One of the most useful functions in the pandas
library is crosstab()
. It allows us to compute cross-tabulations, which are useful for summarizing categorical data, analyzing relationships between variables, and creating pivot tables. In this post, I’ll walk you through how pandas.crosstab()
works and provide the best examples to help you master it.
What is pandas.crosstab()?
The pandas.crosstab()
function is used to compute simple frequency tables or contingency tables. It’s particularly useful when analyzing categorical data, and it works similarly to pivot tables in Excel.
Here’s the basic syntax of pandas.crosstab()
:
import pandas as pd
pd.crosstab(index, columns, values=None, rownames=None, colnames=None, aggfunc=None, margins=False, margins_name='All', normalize=False, dropna=True, normalize_axis=None)
Now, let’s break down its parameters and see how to use them effectively.
Basic Example: Creating a Frequency Table
Suppose I have a dataset of employees containing their department and gender. I want to see how many employees belong to each department by gender.
import pandas as pd
data = {'Department': ['HR', 'IT', 'HR', 'IT', 'HR', 'Sales', 'Sales', 'IT'],
'Gender': ['Male', 'Female', 'Female', 'Male', 'Male', 'Female', 'Male', 'Female']}
df = pd.DataFrame(data)
cross_tab = pd.crosstab(df['Department'], df['Gender'])
print(cross_tab)
This will output:
Gender | Female | Male |
---|---|---|
HR | 1 | 2 |
IT | 2 | 1 |
Sales | 1 | 1 |
This simple table shows how employees are distributed by gender across different departments.
Using the values
and aggfunc
Parameters
Sometimes, we don’t just want counts; we might want summed values from another column. Let’s say our dataset includes salaries, and we want to see the total salary distribution.

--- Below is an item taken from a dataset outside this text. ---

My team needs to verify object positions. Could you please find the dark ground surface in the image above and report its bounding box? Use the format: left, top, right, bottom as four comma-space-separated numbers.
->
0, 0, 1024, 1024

data = {'Department': ['HR', 'IT', 'HR', 'IT', 'HR', 'Sales', 'Sales', 'IT'],
'Gender': ['Male', 'Female', 'Female', 'Male', 'Male', 'Female', 'Male', 'Female'],
'Salary': [5000, 6000, 5200, 5800, 5000, 4300, 4500, 6200]}
df = pd.DataFrame(data)
salary_distribution = pd.crosstab(df['Department'], df['Gender'], values=df['Salary'], aggfunc='sum')
print(salary_distribution)
This will result in a table where the values represent the total salary for each category.
Adding Margins (Row and Column Totals)
You can add row and column totals using the margins=True
option.
cross_tab_with_margins = pd.crosstab(df['Department'], df['Gender'], margins=True)
print(cross_tab_with_margins)
This will add an extra row and column labeled All
, showing the total counts for each category.
Normalizing Data (Percentage Calculations)
The normalize
parameter allows you to convert values into proportions instead of counts.
normalized_tab = pd.crosstab(df['Department'], df['Gender'], normalize=True)
print(normalized_tab)
This will return proportions instead of absolute counts, making it easier to interpret.
Multi-Index Cross Tabulation
Sometimes, you might want to analyze data based on multiple categorical variables at once. You can pass multiple columns as lists.
multi_tab = pd.crosstab([df['Department'], df['Gender']], df['Salary'])
print(multi_tab)
This allows us to create more detailed breakdowns of our dataset.
Conclusion
Now that you understand how pandas.crosstab()
works, you can efficiently analyze categorical data in Python. Whether you’re working with frequency distributions, aggregating values, or normalizing data, this function provides a flexible approach. Play around with the different parameters, and you’ll quickly see how powerful it is in real-world data analysis.